7. Hatten die Mitarbeiter des BfV vor Eintreffen der Polizei oder unmittelbar
nach Eintreffen der Polizei, dienstliche Geräte und/oder Dokumente
sichergestellt?

Und wenn ja, wo befinden sich diese jetzt (bitte nach Asservaten, die im
BfV verblieben sind bzw. Zeitraum des Verbleibs beim BfV bis zur Übergabe
an das BKA auflisten)?
Vor dem Hintergrund, dass im Rahmen der Sachleitungsbefugnis nur die Polizeibehörden
und die zuständigen Staatsanwaltschaften zur Sicherstellung bzw.
Beschlagnahme befugt sind, haben die Beamten des BfV zu keinem Zeitpunkt
dienstliche Geräte oder Dokumente sichergestellt.

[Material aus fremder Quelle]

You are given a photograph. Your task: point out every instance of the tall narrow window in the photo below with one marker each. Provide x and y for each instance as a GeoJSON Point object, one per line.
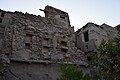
{"type": "Point", "coordinates": [29, 38]}
{"type": "Point", "coordinates": [0, 20]}
{"type": "Point", "coordinates": [86, 36]}
{"type": "Point", "coordinates": [2, 14]}
{"type": "Point", "coordinates": [27, 45]}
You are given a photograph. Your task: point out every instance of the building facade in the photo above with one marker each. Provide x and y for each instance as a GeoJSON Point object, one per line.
{"type": "Point", "coordinates": [36, 45]}
{"type": "Point", "coordinates": [90, 36]}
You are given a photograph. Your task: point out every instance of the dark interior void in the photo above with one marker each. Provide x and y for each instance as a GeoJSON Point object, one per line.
{"type": "Point", "coordinates": [86, 36]}
{"type": "Point", "coordinates": [2, 14]}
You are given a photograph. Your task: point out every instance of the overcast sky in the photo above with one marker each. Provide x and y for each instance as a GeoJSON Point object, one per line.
{"type": "Point", "coordinates": [80, 11]}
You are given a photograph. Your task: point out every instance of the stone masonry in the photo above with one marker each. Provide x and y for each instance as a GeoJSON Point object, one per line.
{"type": "Point", "coordinates": [36, 45]}
{"type": "Point", "coordinates": [90, 36]}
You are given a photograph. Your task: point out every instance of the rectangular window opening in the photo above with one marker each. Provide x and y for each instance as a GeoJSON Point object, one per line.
{"type": "Point", "coordinates": [64, 50]}
{"type": "Point", "coordinates": [0, 20]}
{"type": "Point", "coordinates": [63, 43]}
{"type": "Point", "coordinates": [86, 36]}
{"type": "Point", "coordinates": [62, 17]}
{"type": "Point", "coordinates": [27, 45]}
{"type": "Point", "coordinates": [2, 14]}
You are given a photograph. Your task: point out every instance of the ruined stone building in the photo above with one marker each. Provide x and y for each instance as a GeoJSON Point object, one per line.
{"type": "Point", "coordinates": [90, 36]}
{"type": "Point", "coordinates": [35, 45]}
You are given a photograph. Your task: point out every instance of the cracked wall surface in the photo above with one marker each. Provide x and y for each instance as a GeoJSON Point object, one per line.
{"type": "Point", "coordinates": [96, 34]}
{"type": "Point", "coordinates": [27, 38]}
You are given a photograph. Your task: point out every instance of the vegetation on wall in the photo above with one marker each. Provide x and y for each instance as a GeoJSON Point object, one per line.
{"type": "Point", "coordinates": [71, 72]}
{"type": "Point", "coordinates": [106, 62]}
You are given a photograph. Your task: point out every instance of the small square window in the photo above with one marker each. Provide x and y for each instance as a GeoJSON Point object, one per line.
{"type": "Point", "coordinates": [27, 45]}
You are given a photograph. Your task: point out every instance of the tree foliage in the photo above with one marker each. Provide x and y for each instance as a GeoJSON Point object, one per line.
{"type": "Point", "coordinates": [108, 58]}
{"type": "Point", "coordinates": [71, 72]}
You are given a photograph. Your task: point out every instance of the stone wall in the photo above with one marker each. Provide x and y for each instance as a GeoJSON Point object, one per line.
{"type": "Point", "coordinates": [35, 45]}
{"type": "Point", "coordinates": [96, 34]}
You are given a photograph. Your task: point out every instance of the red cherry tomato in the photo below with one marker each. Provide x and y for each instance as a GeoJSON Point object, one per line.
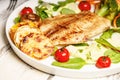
{"type": "Point", "coordinates": [62, 55]}
{"type": "Point", "coordinates": [103, 62]}
{"type": "Point", "coordinates": [26, 10]}
{"type": "Point", "coordinates": [84, 6]}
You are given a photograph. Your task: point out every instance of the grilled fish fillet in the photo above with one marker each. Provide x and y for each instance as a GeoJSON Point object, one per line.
{"type": "Point", "coordinates": [33, 43]}
{"type": "Point", "coordinates": [75, 28]}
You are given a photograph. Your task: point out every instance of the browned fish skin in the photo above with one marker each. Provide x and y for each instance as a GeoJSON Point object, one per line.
{"type": "Point", "coordinates": [74, 28]}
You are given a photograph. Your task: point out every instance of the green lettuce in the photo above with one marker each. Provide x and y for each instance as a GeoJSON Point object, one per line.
{"type": "Point", "coordinates": [73, 63]}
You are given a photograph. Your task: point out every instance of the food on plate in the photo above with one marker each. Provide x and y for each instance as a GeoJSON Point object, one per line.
{"type": "Point", "coordinates": [109, 9]}
{"type": "Point", "coordinates": [76, 29]}
{"type": "Point", "coordinates": [62, 55]}
{"type": "Point", "coordinates": [116, 21]}
{"type": "Point", "coordinates": [84, 5]}
{"type": "Point", "coordinates": [103, 62]}
{"type": "Point", "coordinates": [32, 42]}
{"type": "Point", "coordinates": [73, 36]}
{"type": "Point", "coordinates": [26, 10]}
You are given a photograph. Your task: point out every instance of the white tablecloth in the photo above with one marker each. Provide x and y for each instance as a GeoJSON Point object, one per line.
{"type": "Point", "coordinates": [13, 68]}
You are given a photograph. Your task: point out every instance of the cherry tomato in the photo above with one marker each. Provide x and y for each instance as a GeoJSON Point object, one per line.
{"type": "Point", "coordinates": [26, 10]}
{"type": "Point", "coordinates": [62, 55]}
{"type": "Point", "coordinates": [103, 62]}
{"type": "Point", "coordinates": [84, 6]}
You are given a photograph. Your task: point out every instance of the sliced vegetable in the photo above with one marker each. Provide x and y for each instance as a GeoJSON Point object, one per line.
{"type": "Point", "coordinates": [114, 55]}
{"type": "Point", "coordinates": [108, 9]}
{"type": "Point", "coordinates": [67, 11]}
{"type": "Point", "coordinates": [63, 3]}
{"type": "Point", "coordinates": [73, 63]}
{"type": "Point", "coordinates": [107, 34]}
{"type": "Point", "coordinates": [116, 21]}
{"type": "Point", "coordinates": [62, 55]}
{"type": "Point", "coordinates": [106, 44]}
{"type": "Point", "coordinates": [103, 62]}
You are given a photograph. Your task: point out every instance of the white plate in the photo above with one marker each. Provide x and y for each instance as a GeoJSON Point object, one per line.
{"type": "Point", "coordinates": [88, 71]}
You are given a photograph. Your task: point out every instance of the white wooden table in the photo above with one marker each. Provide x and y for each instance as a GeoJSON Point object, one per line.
{"type": "Point", "coordinates": [13, 68]}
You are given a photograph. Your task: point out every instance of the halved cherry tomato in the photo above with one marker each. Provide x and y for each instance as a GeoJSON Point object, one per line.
{"type": "Point", "coordinates": [62, 55]}
{"type": "Point", "coordinates": [26, 10]}
{"type": "Point", "coordinates": [84, 6]}
{"type": "Point", "coordinates": [103, 62]}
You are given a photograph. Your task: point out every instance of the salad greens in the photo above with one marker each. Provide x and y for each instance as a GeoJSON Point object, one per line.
{"type": "Point", "coordinates": [109, 9]}
{"type": "Point", "coordinates": [107, 34]}
{"type": "Point", "coordinates": [45, 10]}
{"type": "Point", "coordinates": [114, 55]}
{"type": "Point", "coordinates": [73, 63]}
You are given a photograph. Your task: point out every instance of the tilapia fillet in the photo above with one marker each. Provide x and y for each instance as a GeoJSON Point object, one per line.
{"type": "Point", "coordinates": [75, 28]}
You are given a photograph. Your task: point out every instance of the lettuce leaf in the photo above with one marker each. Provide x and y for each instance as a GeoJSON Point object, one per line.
{"type": "Point", "coordinates": [73, 63]}
{"type": "Point", "coordinates": [114, 55]}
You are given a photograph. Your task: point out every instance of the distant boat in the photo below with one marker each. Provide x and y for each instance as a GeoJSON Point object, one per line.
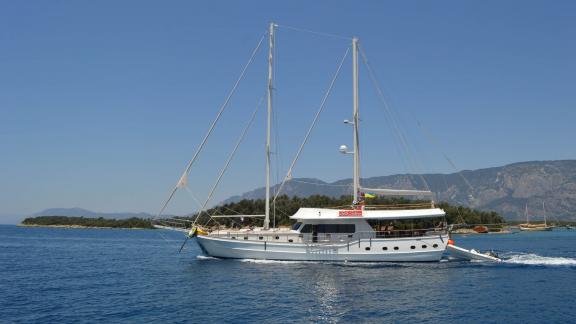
{"type": "Point", "coordinates": [529, 227]}
{"type": "Point", "coordinates": [480, 229]}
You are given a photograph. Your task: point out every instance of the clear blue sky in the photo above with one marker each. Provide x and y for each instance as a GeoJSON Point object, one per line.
{"type": "Point", "coordinates": [102, 103]}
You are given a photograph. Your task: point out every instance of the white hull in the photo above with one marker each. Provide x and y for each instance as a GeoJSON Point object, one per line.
{"type": "Point", "coordinates": [411, 249]}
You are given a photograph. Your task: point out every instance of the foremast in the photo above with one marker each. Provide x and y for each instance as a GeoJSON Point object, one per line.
{"type": "Point", "coordinates": [269, 121]}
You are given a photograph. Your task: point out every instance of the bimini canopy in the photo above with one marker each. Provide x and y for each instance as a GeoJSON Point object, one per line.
{"type": "Point", "coordinates": [331, 214]}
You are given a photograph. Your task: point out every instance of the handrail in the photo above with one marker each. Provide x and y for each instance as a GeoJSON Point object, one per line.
{"type": "Point", "coordinates": [283, 237]}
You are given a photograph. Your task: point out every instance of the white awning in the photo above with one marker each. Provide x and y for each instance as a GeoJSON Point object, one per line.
{"type": "Point", "coordinates": [398, 192]}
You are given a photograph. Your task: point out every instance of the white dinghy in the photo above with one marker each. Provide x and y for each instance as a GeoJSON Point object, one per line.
{"type": "Point", "coordinates": [471, 254]}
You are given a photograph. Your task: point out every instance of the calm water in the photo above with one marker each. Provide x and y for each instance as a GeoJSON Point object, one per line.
{"type": "Point", "coordinates": [94, 275]}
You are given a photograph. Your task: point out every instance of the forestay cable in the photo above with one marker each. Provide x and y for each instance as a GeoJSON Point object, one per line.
{"type": "Point", "coordinates": [322, 105]}
{"type": "Point", "coordinates": [230, 157]}
{"type": "Point", "coordinates": [183, 179]}
{"type": "Point", "coordinates": [388, 111]}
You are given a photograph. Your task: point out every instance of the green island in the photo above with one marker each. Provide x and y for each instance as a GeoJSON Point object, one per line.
{"type": "Point", "coordinates": [282, 208]}
{"type": "Point", "coordinates": [80, 222]}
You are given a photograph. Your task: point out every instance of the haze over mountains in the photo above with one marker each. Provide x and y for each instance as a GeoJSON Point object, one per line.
{"type": "Point", "coordinates": [88, 213]}
{"type": "Point", "coordinates": [507, 190]}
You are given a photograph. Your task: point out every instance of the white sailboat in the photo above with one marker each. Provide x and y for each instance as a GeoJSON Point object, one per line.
{"type": "Point", "coordinates": [531, 227]}
{"type": "Point", "coordinates": [351, 233]}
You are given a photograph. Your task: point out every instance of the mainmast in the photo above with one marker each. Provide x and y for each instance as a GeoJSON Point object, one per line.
{"type": "Point", "coordinates": [270, 88]}
{"type": "Point", "coordinates": [356, 179]}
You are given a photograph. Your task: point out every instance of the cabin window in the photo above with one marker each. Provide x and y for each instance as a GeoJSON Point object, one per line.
{"type": "Point", "coordinates": [329, 228]}
{"type": "Point", "coordinates": [336, 228]}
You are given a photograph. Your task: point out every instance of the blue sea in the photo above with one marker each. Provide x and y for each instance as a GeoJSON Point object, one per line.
{"type": "Point", "coordinates": [54, 275]}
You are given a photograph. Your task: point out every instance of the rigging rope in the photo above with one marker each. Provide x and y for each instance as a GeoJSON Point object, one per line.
{"type": "Point", "coordinates": [230, 157]}
{"type": "Point", "coordinates": [222, 108]}
{"type": "Point", "coordinates": [314, 32]}
{"type": "Point", "coordinates": [322, 105]}
{"type": "Point", "coordinates": [387, 109]}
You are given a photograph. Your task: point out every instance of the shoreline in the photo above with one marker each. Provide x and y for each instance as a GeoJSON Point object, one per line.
{"type": "Point", "coordinates": [82, 227]}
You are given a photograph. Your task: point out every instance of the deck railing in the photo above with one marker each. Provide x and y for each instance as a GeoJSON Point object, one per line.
{"type": "Point", "coordinates": [294, 237]}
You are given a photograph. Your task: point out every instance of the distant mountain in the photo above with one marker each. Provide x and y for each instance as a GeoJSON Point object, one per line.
{"type": "Point", "coordinates": [87, 213]}
{"type": "Point", "coordinates": [505, 189]}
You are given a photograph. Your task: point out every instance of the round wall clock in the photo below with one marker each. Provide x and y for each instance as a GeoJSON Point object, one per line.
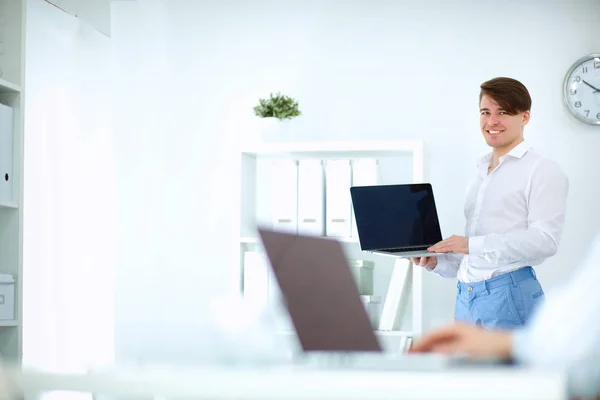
{"type": "Point", "coordinates": [581, 89]}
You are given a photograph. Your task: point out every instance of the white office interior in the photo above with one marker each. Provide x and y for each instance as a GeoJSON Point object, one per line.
{"type": "Point", "coordinates": [138, 144]}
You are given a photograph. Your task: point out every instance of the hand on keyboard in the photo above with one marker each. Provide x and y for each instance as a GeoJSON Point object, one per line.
{"type": "Point", "coordinates": [428, 262]}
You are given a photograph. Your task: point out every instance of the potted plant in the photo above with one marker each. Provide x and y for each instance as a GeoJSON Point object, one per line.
{"type": "Point", "coordinates": [274, 111]}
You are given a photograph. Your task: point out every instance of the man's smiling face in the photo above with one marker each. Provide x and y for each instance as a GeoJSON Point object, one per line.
{"type": "Point", "coordinates": [500, 130]}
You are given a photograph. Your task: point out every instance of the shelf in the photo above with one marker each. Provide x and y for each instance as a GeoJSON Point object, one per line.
{"type": "Point", "coordinates": [6, 86]}
{"type": "Point", "coordinates": [334, 149]}
{"type": "Point", "coordinates": [9, 204]}
{"type": "Point", "coordinates": [253, 240]}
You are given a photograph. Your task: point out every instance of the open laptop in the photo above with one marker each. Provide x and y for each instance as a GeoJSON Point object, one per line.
{"type": "Point", "coordinates": [399, 220]}
{"type": "Point", "coordinates": [324, 304]}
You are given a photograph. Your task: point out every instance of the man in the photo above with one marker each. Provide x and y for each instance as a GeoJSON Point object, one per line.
{"type": "Point", "coordinates": [515, 211]}
{"type": "Point", "coordinates": [563, 335]}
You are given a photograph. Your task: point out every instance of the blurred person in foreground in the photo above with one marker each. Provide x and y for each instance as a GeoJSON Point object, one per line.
{"type": "Point", "coordinates": [563, 335]}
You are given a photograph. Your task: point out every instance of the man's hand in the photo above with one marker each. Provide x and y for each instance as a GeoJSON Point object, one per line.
{"type": "Point", "coordinates": [428, 262]}
{"type": "Point", "coordinates": [454, 244]}
{"type": "Point", "coordinates": [468, 340]}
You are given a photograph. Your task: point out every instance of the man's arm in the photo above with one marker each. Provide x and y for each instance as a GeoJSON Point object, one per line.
{"type": "Point", "coordinates": [547, 197]}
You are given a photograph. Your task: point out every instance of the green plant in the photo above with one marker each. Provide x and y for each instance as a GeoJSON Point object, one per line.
{"type": "Point", "coordinates": [278, 106]}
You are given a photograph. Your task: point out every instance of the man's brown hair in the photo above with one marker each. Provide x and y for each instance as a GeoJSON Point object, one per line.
{"type": "Point", "coordinates": [510, 94]}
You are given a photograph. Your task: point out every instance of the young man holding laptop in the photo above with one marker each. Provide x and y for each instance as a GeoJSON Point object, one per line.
{"type": "Point", "coordinates": [515, 210]}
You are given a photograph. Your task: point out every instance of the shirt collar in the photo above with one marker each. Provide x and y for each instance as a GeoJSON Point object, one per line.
{"type": "Point", "coordinates": [517, 152]}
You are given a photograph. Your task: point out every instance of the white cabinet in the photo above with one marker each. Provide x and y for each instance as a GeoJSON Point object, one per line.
{"type": "Point", "coordinates": [12, 56]}
{"type": "Point", "coordinates": [398, 162]}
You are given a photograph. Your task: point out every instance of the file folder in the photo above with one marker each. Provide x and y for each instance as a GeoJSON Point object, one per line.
{"type": "Point", "coordinates": [311, 197]}
{"type": "Point", "coordinates": [6, 153]}
{"type": "Point", "coordinates": [338, 204]}
{"type": "Point", "coordinates": [364, 173]}
{"type": "Point", "coordinates": [285, 195]}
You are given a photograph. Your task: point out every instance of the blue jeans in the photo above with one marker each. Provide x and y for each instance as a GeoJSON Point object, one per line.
{"type": "Point", "coordinates": [506, 301]}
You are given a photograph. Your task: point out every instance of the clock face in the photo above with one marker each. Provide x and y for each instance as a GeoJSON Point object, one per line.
{"type": "Point", "coordinates": [582, 89]}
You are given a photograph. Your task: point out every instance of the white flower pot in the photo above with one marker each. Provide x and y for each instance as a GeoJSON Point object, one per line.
{"type": "Point", "coordinates": [273, 129]}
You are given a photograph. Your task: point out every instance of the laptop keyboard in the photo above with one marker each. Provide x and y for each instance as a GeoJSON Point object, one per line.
{"type": "Point", "coordinates": [408, 248]}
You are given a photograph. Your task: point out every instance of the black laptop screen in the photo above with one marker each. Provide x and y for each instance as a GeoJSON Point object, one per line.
{"type": "Point", "coordinates": [392, 216]}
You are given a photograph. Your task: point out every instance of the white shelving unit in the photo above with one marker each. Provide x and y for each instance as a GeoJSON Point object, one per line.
{"type": "Point", "coordinates": [12, 72]}
{"type": "Point", "coordinates": [399, 162]}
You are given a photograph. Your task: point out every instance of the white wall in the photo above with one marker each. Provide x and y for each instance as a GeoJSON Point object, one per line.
{"type": "Point", "coordinates": [190, 73]}
{"type": "Point", "coordinates": [96, 13]}
{"type": "Point", "coordinates": [69, 245]}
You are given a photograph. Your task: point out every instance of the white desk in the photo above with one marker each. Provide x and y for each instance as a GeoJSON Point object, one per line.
{"type": "Point", "coordinates": [300, 383]}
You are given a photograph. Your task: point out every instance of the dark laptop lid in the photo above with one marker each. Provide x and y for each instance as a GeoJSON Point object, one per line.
{"type": "Point", "coordinates": [395, 216]}
{"type": "Point", "coordinates": [320, 293]}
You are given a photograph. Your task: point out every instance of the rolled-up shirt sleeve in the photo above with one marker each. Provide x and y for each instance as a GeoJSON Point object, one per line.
{"type": "Point", "coordinates": [547, 197]}
{"type": "Point", "coordinates": [564, 333]}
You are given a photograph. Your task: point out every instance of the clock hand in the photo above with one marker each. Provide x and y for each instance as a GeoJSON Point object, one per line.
{"type": "Point", "coordinates": [595, 89]}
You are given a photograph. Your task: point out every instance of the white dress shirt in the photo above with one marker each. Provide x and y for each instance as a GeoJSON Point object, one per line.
{"type": "Point", "coordinates": [514, 216]}
{"type": "Point", "coordinates": [564, 333]}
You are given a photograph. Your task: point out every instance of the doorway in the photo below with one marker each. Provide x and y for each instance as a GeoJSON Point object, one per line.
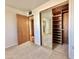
{"type": "Point", "coordinates": [22, 28]}
{"type": "Point", "coordinates": [65, 27]}
{"type": "Point", "coordinates": [60, 25]}
{"type": "Point", "coordinates": [31, 27]}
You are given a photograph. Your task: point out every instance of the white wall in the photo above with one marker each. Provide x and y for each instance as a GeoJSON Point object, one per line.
{"type": "Point", "coordinates": [11, 26]}
{"type": "Point", "coordinates": [36, 12]}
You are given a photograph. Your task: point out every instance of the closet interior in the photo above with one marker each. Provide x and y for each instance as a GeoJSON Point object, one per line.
{"type": "Point", "coordinates": [57, 25]}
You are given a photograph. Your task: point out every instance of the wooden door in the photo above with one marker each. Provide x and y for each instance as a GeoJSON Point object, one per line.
{"type": "Point", "coordinates": [65, 27]}
{"type": "Point", "coordinates": [23, 29]}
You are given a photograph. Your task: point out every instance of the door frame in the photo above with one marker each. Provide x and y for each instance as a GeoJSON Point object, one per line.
{"type": "Point", "coordinates": [63, 27]}
{"type": "Point", "coordinates": [17, 27]}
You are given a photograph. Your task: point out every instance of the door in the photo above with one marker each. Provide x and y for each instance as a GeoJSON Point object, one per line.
{"type": "Point", "coordinates": [22, 28]}
{"type": "Point", "coordinates": [65, 27]}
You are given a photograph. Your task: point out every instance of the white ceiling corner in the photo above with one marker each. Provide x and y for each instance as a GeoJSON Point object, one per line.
{"type": "Point", "coordinates": [25, 5]}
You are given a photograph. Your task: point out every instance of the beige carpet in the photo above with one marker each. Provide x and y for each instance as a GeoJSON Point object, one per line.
{"type": "Point", "coordinates": [31, 51]}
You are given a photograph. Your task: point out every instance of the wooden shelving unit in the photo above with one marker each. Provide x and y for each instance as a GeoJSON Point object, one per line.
{"type": "Point", "coordinates": [57, 21]}
{"type": "Point", "coordinates": [57, 26]}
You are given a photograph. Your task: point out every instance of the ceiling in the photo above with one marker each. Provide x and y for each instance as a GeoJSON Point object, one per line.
{"type": "Point", "coordinates": [25, 5]}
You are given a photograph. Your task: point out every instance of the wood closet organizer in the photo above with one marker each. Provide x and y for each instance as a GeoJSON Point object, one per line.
{"type": "Point", "coordinates": [58, 23]}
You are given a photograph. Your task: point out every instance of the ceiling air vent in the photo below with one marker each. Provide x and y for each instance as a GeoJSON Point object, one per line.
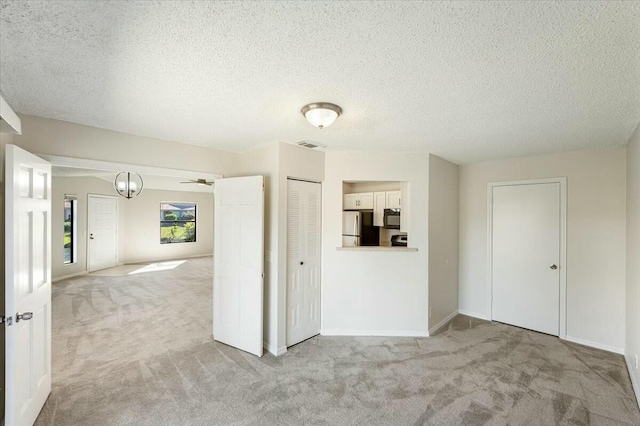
{"type": "Point", "coordinates": [311, 145]}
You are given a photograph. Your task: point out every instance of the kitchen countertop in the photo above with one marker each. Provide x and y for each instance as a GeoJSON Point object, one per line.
{"type": "Point", "coordinates": [376, 248]}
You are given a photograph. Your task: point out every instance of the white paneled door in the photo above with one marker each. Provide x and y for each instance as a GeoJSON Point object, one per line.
{"type": "Point", "coordinates": [303, 260]}
{"type": "Point", "coordinates": [103, 232]}
{"type": "Point", "coordinates": [238, 263]}
{"type": "Point", "coordinates": [526, 256]}
{"type": "Point", "coordinates": [28, 286]}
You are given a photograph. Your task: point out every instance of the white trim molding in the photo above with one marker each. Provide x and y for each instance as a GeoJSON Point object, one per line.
{"type": "Point", "coordinates": [442, 323]}
{"type": "Point", "coordinates": [634, 382]}
{"type": "Point", "coordinates": [595, 345]}
{"type": "Point", "coordinates": [473, 314]}
{"type": "Point", "coordinates": [273, 350]}
{"type": "Point", "coordinates": [64, 277]}
{"type": "Point", "coordinates": [375, 333]}
{"type": "Point", "coordinates": [563, 244]}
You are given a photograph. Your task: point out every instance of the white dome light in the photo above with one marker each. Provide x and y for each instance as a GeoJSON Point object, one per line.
{"type": "Point", "coordinates": [321, 114]}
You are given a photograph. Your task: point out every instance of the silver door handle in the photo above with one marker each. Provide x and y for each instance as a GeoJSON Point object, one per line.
{"type": "Point", "coordinates": [26, 316]}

8. Wurden anhand der Asservate (Kommunikationsmittel wie Handy und
Computer) Verbindungsdaten des „Corelli“ und Kontaktpersonen rekonstruiert?
Und wenn ja, durch welche Behörde?

Und konnte in diesem Zusammenhang auch die Kommunikation zwischen
„Corelli“ und seinen Betreuern vom BfV gefunden werden?
Wenn ja, seit wann, und was waren die wesentlichen Ergebnisse der Rekonstruktion?
Im Zusammenhang mit dem o. g. Ermittlungsverfahren des GBA werden die
Asservate, so auch die Kommunikationsmittel im Hinblick auf die Feststellung
der Urheberschaft und Verbreitung der CD „NSU/NSDAP“ sowie auf mögliche
Bezüge zum NSU ausgewertet. Hier werden auch die Kontakte und Kommunikationsdaten
betrachtet.
Eine mögliche Kommunikation zwischen „Corelli“ und dem BfV fällt hingegen
nicht in den Bereich der bereits genannten Ermittlungsziele im Verfahren des
GBA.
Eine Rekonstruktion von Verbindungen, insbesondere in den letzten Tagen vor
der Feststellung der Leiche, betrifft allein die Zuständigkeit der Todesermittlungsbehörde
(PP Bielefeld); ihr sind die diesbezüglichen Daten aus den hiesigen
Asservaten zur ggf. eigenen Bewertung übermittelt worden.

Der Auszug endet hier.